# Import libraries


In [49]:
import requests
import json
import pandas as pd
from pandas.io.json import json_normalize
import numpy as np
import geopy
from geopy.geocoders import Nominatim
from geopy.point import Point
from cryptography.fernet import Fernet
from datetime import datetime
from google.oauth2.service_account import Credentials
from google.cloud import bigquery
from google.oauth2 import service_account
import pandas_gbq







# Generate token to access API

In [50]:


headers = {
    'accept': 'application/json',
    'Content-Type': 'application/json',
}

json_data = {
    'full_name': 'Fabiano Moreira Alves',
    'email': 'fabianomalves@proton.me',
}

access_token = requests.post('https://begrowth.deta.dev/user/', headers=headers, json=json_data)
access_token_json = access_token.json()

print(access_token_json)

{'user': 'fabianomalves@proton.me', 'API Token': 'BGEU2QUMX97D'}


# Split the user and key as dictionary to get the acess token

In [None]:
# split dictionary into keys and values
keys = []
values = []
items = access_token_json.items()
for item in items:
    keys.append(item[0]), values.append(item[1])
 
# printing keys and values separately
string_acess_token = str(values[-1])
print(string_acess_token)


# Consume the API, calling the endpoint https://begrowth.deta.dev/token=access_token, concatenatating the url with the token. Then, create a dataframe for the jason and print data frame result.

In [None]:
url_dev = "https://begrowth.deta.dev/token="
url_dev_with_token = url_dev + string_acess_token
print(url_dev_with_token)

# Normalize the json data into pandas Data Frame

In [None]:
data = json.loads(requests.get(url_dev_with_token).text)
df_json_normalize = pd.json_normalize(data)
print(df_json_normalize)


# Find duplicate rows and filtering them

In [None]:
duplicate_rows = df_json_normalize[df_json_normalize.duplicated(['id', ])]
print(duplicate_rows)


# Drop duplicate rows, filtering by 'id'

In [None]:
df_distinct_id_rows = df_json_normalize.drop_duplicates(subset=['id'])
print(df_distinct_id_rows)


# Doing the reverse geocoding and creating address column for the singles rows

In [None]:
# Create a geocoder object using the Nominatim API
geolocator = Nominatim(user_agent="my_geocoder_state")
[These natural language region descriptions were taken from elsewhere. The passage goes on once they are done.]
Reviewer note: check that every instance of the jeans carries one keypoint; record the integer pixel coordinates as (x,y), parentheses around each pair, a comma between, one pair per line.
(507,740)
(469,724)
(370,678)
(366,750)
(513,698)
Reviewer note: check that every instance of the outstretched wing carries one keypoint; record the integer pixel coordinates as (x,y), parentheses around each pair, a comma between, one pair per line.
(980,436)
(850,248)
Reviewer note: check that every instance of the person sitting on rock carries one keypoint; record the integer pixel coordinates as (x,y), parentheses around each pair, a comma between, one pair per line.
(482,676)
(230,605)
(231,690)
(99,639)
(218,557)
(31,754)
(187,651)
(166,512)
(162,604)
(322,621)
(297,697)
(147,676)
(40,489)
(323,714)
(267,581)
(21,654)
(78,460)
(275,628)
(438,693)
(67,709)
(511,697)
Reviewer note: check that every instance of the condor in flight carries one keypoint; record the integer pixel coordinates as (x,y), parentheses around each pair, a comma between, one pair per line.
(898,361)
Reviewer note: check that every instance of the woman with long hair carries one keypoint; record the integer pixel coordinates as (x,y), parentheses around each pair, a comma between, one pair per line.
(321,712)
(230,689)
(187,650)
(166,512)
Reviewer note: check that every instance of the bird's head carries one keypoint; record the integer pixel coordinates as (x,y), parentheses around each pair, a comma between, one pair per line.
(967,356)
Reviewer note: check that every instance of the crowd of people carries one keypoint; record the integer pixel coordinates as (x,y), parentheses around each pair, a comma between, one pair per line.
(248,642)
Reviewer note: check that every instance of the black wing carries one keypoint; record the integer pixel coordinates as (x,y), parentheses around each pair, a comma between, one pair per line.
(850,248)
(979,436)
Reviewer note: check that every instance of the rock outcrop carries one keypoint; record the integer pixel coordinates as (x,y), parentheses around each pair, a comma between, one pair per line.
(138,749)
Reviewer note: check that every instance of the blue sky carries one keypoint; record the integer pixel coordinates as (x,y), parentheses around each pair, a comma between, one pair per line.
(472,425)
# Define a function to reverse geocode the state
def get_state(lat, lng):
  # Use the geocoder object to reverse geocode the coordinates
  location = geolocator.reverse((lat, lng))
  # Extract the state from the response
  state = location.raw['address']['state']
  return state

# Apply the function to each row of the DataFrame and store the result in a new column

df_distinct_id_rows.loc[:, ['address_state']] = df_distinct_id_rows.apply(lambda x: get_state(x['address.geo_latitude'], x['address.geo_longitude']), axis=1)



# Print the resulting DataFrame
df_distinct_id_rows.head()



# Saving dataframe into csv file, for preventing new deletions

In [None]:
df_distinct_id_rows.to_csv('../data_engineer_test/df_distinct_id_rows.csv')

# Read csv file

In [None]:
df_distinct_id_rows = pd.read_csv('../data_engineer_test/df_distinct_id_rows.csv')
df_distinct_id_rows.head()

# Decript the CPF column

In [None]:
fernet = Fernet(b'ekkxXo0uHWRkIbHqHrLS4gaMj2hWTYMJyPTAbi9INGI=')

df_distinct_id_rows['cpf'] = df_distinct_id_rows['cpf'].apply(lambda x: fernet.decrypt(x.encode()))

In [None]:
df_distinct_id_rows.head()

# Save the decrypted data result to a csv file

In [None]:

df_distinct_id_rows.to_csv('../data_engineer_test/df_decrypt_cpf.csv')


# Read the csv decrypted data

In [None]:
df_decrypt_cpf = pd.read_csv('../data_engineer_test/df_decrypt_cpf.csv')
df_decrypt_cpf.head()
#df_decrypt_cpf.info()

# Formating the cpf column

In [None]:
df_decrypt_cpf['cpf'] = df_decrypt_cpf['cpf'].apply(lambda x: x[2: -1])


In [None]:
df_decrypt_cpf.head()

# Inserting columns 

In [None]:
now = datetime.now()

# Create new columns
df_decrypt_cpf = df_decrypt_cpf.assign(
    dt_insert=now,
    candidate_name='Fabiano Moreira Alves'
)


In [None]:
df_decrypt_cpf.head()

# Removing Unnamed columns

In [None]:
del df_decrypt_cpf['Unnamed: 0']
del df_decrypt_cpf['Unnamed: 0.1']
df_decrypt_cpf.head()

# Alter data columns to '_' instead '.'.

In [None]:
df_decrypt_cpf_ready = df_decrypt_cpf.rename(columns=lambda x: x.replace('.', '_'))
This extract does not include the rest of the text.